Lula conta que respondeu assim: ‘Obama, deixa eu dizer uma coisa pra você. Esse país que eu presido é o único país do mundo que aprovou na sua Constituição a não-proliferação de armas atômicas. Não é um desejo do Lula. É a Constituição que não permite que a gente tenha arma nuclear. Agora, neste país também, Obama, a gente não tem censura nos nossos cientistas. Se tem um cara discutindo uma tese, a melhor coisa que você tem a fazer, meu caro, é convidar esse cientista para ir aos Estados Unidos fazer um debate sobre a tese dele, por que nós aqui não vamos proibir os cientistas de pesquisarem. Não faz parte da nossa cultura política.”

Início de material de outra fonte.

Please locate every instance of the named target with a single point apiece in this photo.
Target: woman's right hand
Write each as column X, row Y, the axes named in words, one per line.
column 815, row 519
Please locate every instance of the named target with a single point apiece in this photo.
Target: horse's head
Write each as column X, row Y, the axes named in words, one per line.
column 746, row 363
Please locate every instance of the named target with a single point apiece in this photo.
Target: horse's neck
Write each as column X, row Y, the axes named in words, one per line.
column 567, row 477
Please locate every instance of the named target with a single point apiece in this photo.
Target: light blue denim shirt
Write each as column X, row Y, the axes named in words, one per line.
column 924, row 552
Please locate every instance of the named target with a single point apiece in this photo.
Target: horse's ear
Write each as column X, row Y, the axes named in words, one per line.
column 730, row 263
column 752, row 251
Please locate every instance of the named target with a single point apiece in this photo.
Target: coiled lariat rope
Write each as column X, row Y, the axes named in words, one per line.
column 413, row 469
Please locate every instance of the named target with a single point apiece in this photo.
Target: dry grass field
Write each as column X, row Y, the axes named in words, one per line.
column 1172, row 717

Lula convidou os presentes a reagir. “Nós, agora, estamos na hora de construir alguma coisa mais sólida. Não é partido, não é entidade, é construir um movimento. O melhor que nós fizemos foi o das Diretas. O das Diretas foi o melhor movimento que nós conseguimos construir de forma unitária, com as pessoas que pensavam diferente, mas que tinham uma coisa em comum: a gente queria que o Brasil voltasse a eleger presidente da República.”
Lula prosseguiu: “Nós agora precisamos criar um movimento para restabelecer a democracia nesse país. Esse país já tem tamanho demais para continuar sendo governado por alguém posto por uma Câmara de forma totalmente ilegal.” Os controladores de Washington devem estar imaginando que alguma coisa subiu à cabeça de Lula.

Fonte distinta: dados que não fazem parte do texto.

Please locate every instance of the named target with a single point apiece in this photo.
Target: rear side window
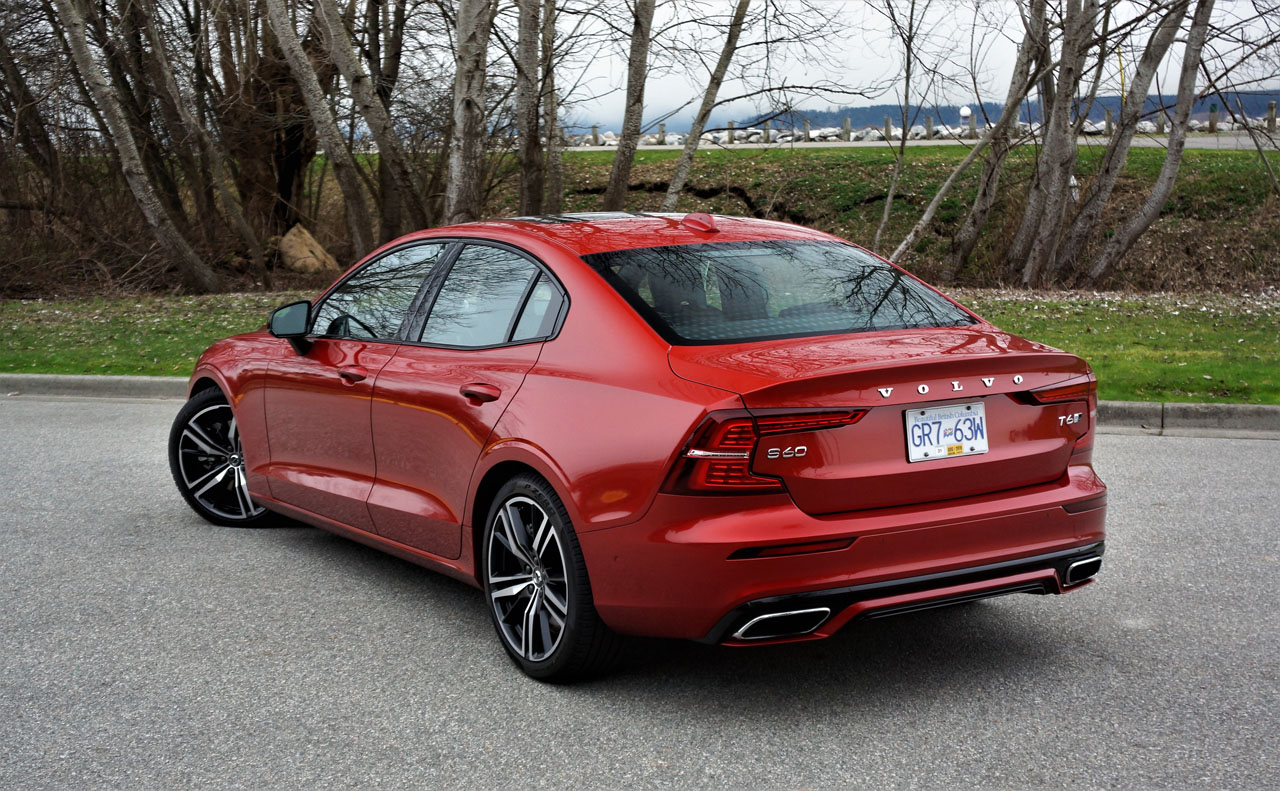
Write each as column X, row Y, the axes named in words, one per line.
column 480, row 297
column 734, row 292
column 373, row 302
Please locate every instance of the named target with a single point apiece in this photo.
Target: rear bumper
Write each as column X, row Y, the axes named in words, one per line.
column 828, row 611
column 693, row 567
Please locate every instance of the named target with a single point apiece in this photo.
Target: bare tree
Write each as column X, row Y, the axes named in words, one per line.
column 713, row 85
column 464, row 196
column 1032, row 49
column 1047, row 201
column 196, row 275
column 344, row 169
column 1086, row 220
column 638, row 72
column 371, row 109
column 906, row 27
column 554, row 165
column 528, row 103
column 231, row 201
column 1128, row 233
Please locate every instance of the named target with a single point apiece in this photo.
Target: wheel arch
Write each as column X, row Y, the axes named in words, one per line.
column 493, row 472
column 208, row 378
column 204, row 383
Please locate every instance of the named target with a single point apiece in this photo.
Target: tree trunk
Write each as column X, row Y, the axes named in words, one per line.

“A gente tem que começar a construir uma coisa mais forte, uma coisa que junte mais gente”, exortou Lula. “Cada um deixe o seu probleminha de lado.” Réu três vezes, Lula reconheceu: “Os adversários até agora foram mais competentes do que a gente. Ficamos gritando ‘Fora Temer’ e eles tiraram a Dilma. E colocaram o Temer. E eles fazem tudo, tudo, tudo de forma inconstitucional. Quebraram a legalidade para poder agir de forma inconstitucional. E agora são os direitos dos trabalhadores. Eles vão, efetivamente, destruir o que nós conquistamos nesse país.”

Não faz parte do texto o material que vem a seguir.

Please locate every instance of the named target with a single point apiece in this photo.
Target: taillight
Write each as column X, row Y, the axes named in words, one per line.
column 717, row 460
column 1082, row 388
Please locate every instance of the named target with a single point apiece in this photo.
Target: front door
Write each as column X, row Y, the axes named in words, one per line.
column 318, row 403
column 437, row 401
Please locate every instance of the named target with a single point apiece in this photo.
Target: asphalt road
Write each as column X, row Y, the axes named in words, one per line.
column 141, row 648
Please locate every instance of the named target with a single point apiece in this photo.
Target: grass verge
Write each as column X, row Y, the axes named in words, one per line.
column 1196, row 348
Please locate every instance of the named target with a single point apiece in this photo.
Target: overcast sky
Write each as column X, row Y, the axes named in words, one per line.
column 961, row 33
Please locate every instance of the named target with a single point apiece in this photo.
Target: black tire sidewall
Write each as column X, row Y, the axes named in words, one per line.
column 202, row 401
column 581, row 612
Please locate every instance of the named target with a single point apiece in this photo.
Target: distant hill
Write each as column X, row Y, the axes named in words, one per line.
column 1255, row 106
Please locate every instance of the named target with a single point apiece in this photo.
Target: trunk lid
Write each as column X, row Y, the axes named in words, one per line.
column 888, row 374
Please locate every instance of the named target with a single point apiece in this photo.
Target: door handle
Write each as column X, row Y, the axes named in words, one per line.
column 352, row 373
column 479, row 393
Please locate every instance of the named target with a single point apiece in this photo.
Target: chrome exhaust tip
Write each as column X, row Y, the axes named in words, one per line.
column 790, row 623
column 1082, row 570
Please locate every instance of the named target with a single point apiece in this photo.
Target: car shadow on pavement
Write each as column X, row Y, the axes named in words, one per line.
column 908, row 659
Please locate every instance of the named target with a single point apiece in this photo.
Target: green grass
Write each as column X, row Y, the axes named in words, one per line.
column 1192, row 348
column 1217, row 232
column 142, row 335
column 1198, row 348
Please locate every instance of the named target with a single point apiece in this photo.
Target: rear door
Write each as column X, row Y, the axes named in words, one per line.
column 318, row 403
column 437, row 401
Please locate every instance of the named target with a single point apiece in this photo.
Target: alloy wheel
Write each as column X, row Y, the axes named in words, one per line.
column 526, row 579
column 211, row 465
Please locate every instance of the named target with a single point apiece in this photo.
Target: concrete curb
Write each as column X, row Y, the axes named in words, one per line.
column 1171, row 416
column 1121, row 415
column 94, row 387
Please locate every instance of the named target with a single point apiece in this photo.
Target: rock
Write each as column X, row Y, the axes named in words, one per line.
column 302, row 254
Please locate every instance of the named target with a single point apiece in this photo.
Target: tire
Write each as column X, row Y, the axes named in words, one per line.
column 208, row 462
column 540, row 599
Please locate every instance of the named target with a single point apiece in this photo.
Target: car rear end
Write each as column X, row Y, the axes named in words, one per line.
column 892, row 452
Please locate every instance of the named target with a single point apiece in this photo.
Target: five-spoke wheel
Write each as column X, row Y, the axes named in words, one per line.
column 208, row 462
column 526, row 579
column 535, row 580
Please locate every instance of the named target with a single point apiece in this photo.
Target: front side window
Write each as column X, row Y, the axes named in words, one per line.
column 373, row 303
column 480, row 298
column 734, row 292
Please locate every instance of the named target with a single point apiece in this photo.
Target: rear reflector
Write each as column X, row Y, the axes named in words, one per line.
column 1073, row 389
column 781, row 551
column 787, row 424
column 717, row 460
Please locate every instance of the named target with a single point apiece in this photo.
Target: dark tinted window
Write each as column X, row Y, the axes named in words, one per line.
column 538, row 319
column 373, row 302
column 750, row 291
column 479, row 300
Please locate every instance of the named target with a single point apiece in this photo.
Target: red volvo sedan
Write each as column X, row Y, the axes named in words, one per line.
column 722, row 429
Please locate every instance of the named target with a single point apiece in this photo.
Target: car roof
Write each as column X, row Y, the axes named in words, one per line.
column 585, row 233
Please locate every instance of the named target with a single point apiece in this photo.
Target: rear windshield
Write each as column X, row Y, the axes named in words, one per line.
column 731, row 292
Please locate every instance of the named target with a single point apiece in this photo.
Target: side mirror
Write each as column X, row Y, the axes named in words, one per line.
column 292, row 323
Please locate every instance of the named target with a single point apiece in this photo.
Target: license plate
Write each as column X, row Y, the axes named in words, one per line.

Sempre disposto a fazer o favor de socorrer o Brasil, Lula pediu a todos que esqueçam o seu drama de triplo réu. “Quero dizer pra vocês que o menor caso nesse país é o meu. Tenho dito pras pessoas: não se preocupem com o meu caso. Eu tenho casco de tartaruga, já tenho 71 anos de vida. A gente tem que se preocupar muito é com o que eles vão começar a fazer com o movimento social, porque se a moda pega…”
Se você não consegue acreditar na conspiração que Lula enxerga, saiba que o seu ceticismo o leva a perder muita coisa. A metafísica é sempre mais divertida do que o materialismo. De resto, as teorias conspiratórias são cheias de intriga e emoção. Quem resiste a elas se priva dos prazeres que um bom romance costuma proporcionar.
O Brasil do romance de Lula é um país mais simples. Nele, há “um processo de criminalização da esquerda em andamento.” Você é que complica as coisas com essa sua mania de achar que o problema nunca foi de esquerda ou de direita. A questão é que tem sempre meia dúzia por cima, assaltando o que pertence à legião que está por baixo.
Na ficção de Lula, o Brasil convive com “um monte de instituições totalmente desmoralzidas.” Para ele, “o país perdeu a autorirade.” Enquanto isso, nossos controladores americanos decidem o que vão fazer com o PT depois que o eleitorado brasileiro surrou a legenda nas urnas. A turma da sala de Washington se diverte muito com o PT e com os discursos de Lula.